At the same time, the proposal from the National Stock Exchange of India will also be considered as they have successfully handled demutualisation of its bourse, he told The Daily Star yesterday. “It will be better if we can engage both the investors.”
Hossain’s comments come amid reports of the BSEC and DSE being at loggerheads over the winning bidder.
The country’s premier bourse’s hunt for a strategic partner comes as part of its conditions for demutualisation in 2013, which transformed it from an entity owned by mostly brokerage-owning members into a for-profit company owned by shareholders.
Earlier on Saturday, the DSE board unanimously chose a consortium of the Shanghai Stock Exchange (SSE) and the Shenzhen Stock Exchange (SZSE) as the strategic partner of the premier bourse.
Upon sensing that their offer will not be selected, Vikram Limaye, managing director and chief executive of the NSE, rushed in to Dhaka on Sunday and got straight into lobbying with BSEC, which will have the final word on the winning proposal.
Soon after, BSEC called the DSE’s Chairman Abul Hashem and Managing Director KAM Majedur Rahman and asked them to further scrutinise both the proposals — a move that was viewed by many as the stock market regulator doing the bidding for the Indian party.
“The Chinese consortium offered a much higher price than the Indian party but the former has no demutualisation experience. At the same time, NSE will not be allowed to buy DSE’s shares at a lower price,” Hossain said. A consortium of Shanghai Stock Exchange (SSE) and the Shenzhen Stock Exchange (SZSE) proposed to purchase 45 crore shares of the DSE for Tk 22 each as the strategic partner of the premier bourse.
It also offered technical support worth $37 million (about Tk 300 crore). In exchange, it sought for a seat at the DSE board and assured that it will not ask for any return on its investment for 10 years.
In contrast, a consortium led by NSE offered to purchase the same number of shares but for Tk 15 each. It also offered technical support but it did not give a monetary value.
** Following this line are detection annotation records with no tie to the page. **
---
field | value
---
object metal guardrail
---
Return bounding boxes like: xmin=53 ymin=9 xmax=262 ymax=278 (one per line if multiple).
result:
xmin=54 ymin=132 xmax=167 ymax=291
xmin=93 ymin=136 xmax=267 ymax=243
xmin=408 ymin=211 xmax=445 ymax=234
In exchange, it wanted two seats at the DSE board.
Though there has been no political pressure yet to select one offer over the other, the government will be consulted before making the final call, he said.
“We can take any internal decision alone but when the matter is about external agreement we must take the government’s decision.”
Hossain went on to assure the DSE members that the regulator will do everything at the interest of capital market and stakeholders.
“It is a great opportunity for us that foreign investors are interested in investing in our stock exchange.”
Hossain spoke to The Daily Star on a workshop titled “Alternative Investment in Bangladesh: A New Avenue of Investment”.
The workshop was jointly organised by Maslin Capital, a venture capital firm, and Capital Market Journalists Forum at Hotel La Vinci in Dhaka.
Wali-ul-Maroof Matin, founder and managing director of Maslin Capital, and Mahmoodul Hoque, a director of the BSEC, conducted the workshop.